Tag Archives: Literary Fiction

Review: An American Marriage

An American Marriage

An American Marriage
By Tayari Jones
Algonquin Books, 9781616208684, 2019, 336pp.

The Short of It:

Not what I expected. Tense, but exhausting.

The Rest of It:

Roy and Celestial are newly married. Both, have promising careers on the verge of success but one night, Roy is falsely accused of rape and they are torn from one another. It doesn’t matter that his alibi is solid, he’s black and the woman accusing him of the crime is not backing down. Roy is sentenced to twelve years for a crime he did not commit. Celestial is left wondering how to navigate this kind of marriage.

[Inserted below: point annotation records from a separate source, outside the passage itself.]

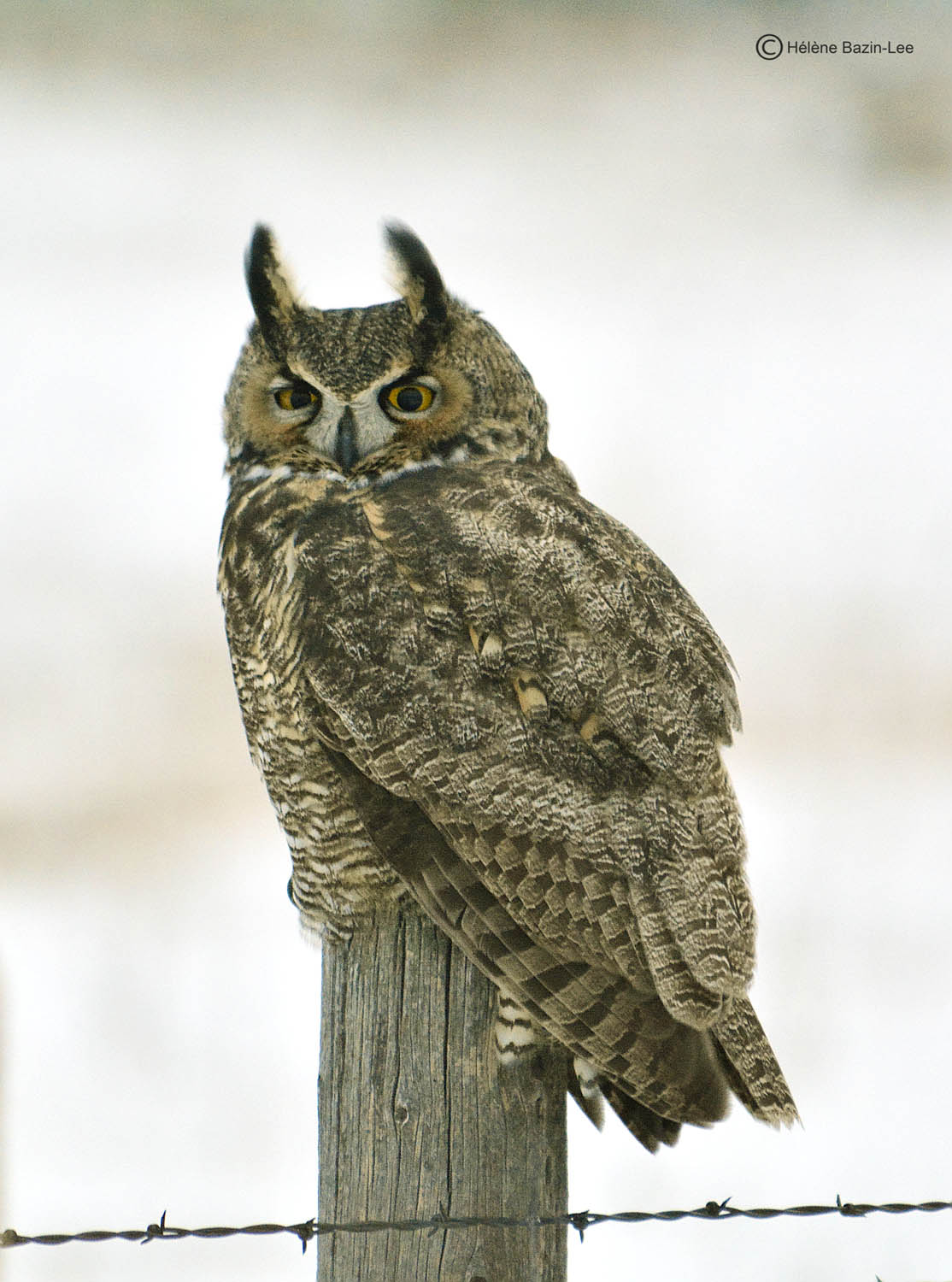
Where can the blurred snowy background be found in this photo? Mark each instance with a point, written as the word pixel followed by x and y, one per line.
pixel 732 281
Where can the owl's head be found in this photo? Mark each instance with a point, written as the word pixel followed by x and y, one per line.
pixel 364 392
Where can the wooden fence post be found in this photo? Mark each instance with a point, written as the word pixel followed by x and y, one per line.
pixel 415 1115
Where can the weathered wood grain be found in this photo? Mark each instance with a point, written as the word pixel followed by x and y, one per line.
pixel 417 1115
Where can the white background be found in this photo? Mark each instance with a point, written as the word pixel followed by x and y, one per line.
pixel 731 279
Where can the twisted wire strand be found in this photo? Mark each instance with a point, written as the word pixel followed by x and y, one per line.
pixel 441 1222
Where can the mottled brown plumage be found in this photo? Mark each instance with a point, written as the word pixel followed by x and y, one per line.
pixel 467 686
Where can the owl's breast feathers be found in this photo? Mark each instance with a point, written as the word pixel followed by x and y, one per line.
pixel 526 710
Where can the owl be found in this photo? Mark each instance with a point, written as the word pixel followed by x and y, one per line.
pixel 471 690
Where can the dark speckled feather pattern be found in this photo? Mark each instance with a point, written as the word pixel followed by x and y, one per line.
pixel 467 685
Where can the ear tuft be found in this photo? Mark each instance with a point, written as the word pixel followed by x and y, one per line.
pixel 418 279
pixel 269 286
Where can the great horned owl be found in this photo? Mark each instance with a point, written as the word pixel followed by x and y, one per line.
pixel 467 686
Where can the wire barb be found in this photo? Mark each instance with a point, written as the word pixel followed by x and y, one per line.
pixel 444 1222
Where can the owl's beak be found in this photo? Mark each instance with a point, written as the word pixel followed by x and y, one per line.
pixel 346 443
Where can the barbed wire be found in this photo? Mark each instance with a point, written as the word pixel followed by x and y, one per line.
pixel 579 1220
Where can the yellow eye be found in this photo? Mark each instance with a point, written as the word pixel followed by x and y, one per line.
pixel 410 397
pixel 297 397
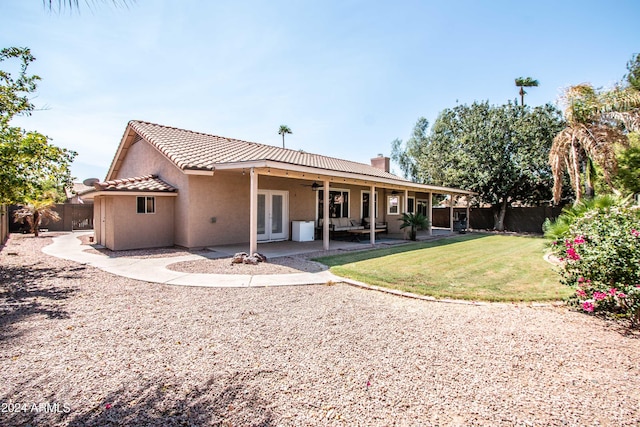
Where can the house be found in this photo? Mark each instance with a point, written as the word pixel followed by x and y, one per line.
pixel 169 186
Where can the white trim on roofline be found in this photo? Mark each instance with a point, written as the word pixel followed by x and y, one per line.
pixel 326 172
pixel 131 193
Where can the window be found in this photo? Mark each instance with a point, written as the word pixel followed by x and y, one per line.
pixel 338 203
pixel 393 205
pixel 146 204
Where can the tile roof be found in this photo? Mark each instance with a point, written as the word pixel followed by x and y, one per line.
pixel 138 183
pixel 191 150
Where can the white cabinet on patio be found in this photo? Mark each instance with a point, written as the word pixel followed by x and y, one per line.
pixel 302 231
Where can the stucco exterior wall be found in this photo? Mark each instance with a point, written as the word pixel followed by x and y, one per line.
pixel 143 159
pixel 128 229
pixel 223 198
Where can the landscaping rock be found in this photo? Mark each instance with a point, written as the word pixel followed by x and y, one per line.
pixel 251 260
pixel 260 257
pixel 239 257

Is it a marriage? Can she commit to a marriage like this? One where your husband is behind bars for twelve years?

This was a difficult read for me. These characters flirt with virtue and then do the opposite, over and over again. Although I could see their logic and often their justification for their actions, I quickly grew tired of the push and pull.

Additionally, I really had a problem with how Celestial is made out to be a piece of property over and over again. It didn’t fit her personality as she is very strong-willed and independent. Perhaps that’s why it bothered me so much that the author even went there. There is an entire section of the book where she’s referred to as “my woman” and that just rubbed me the wrong way.

Is An American Marriage a good book for a club to discuss? I think there is plenty to discuss. Between the false accusations and imprisonment, what it means to be married, the issues centering around race and class, and the importance of family, a group would have plenty to chew on.

Source: Borrowed
Disclosure: This post contains Indiebound affiliate links.

Review: Leave The World Behind

Leave The World Behind

Leave The World Behind 
By Rumaan Alam
Ecco, 9780062667632, October 2020, 256pp.

The Short of It:

This book left me unsettled and anxious but the story will stay with me for a very long time.

The Rest of It:

Amanda and Clay leave the city to rent a luxurious vacation home in Long Island. A week away with their two teenagers, simple meals, days spent swimming and lounging, is just what they need. An escape from city life sounds so perfect, even if only for a week.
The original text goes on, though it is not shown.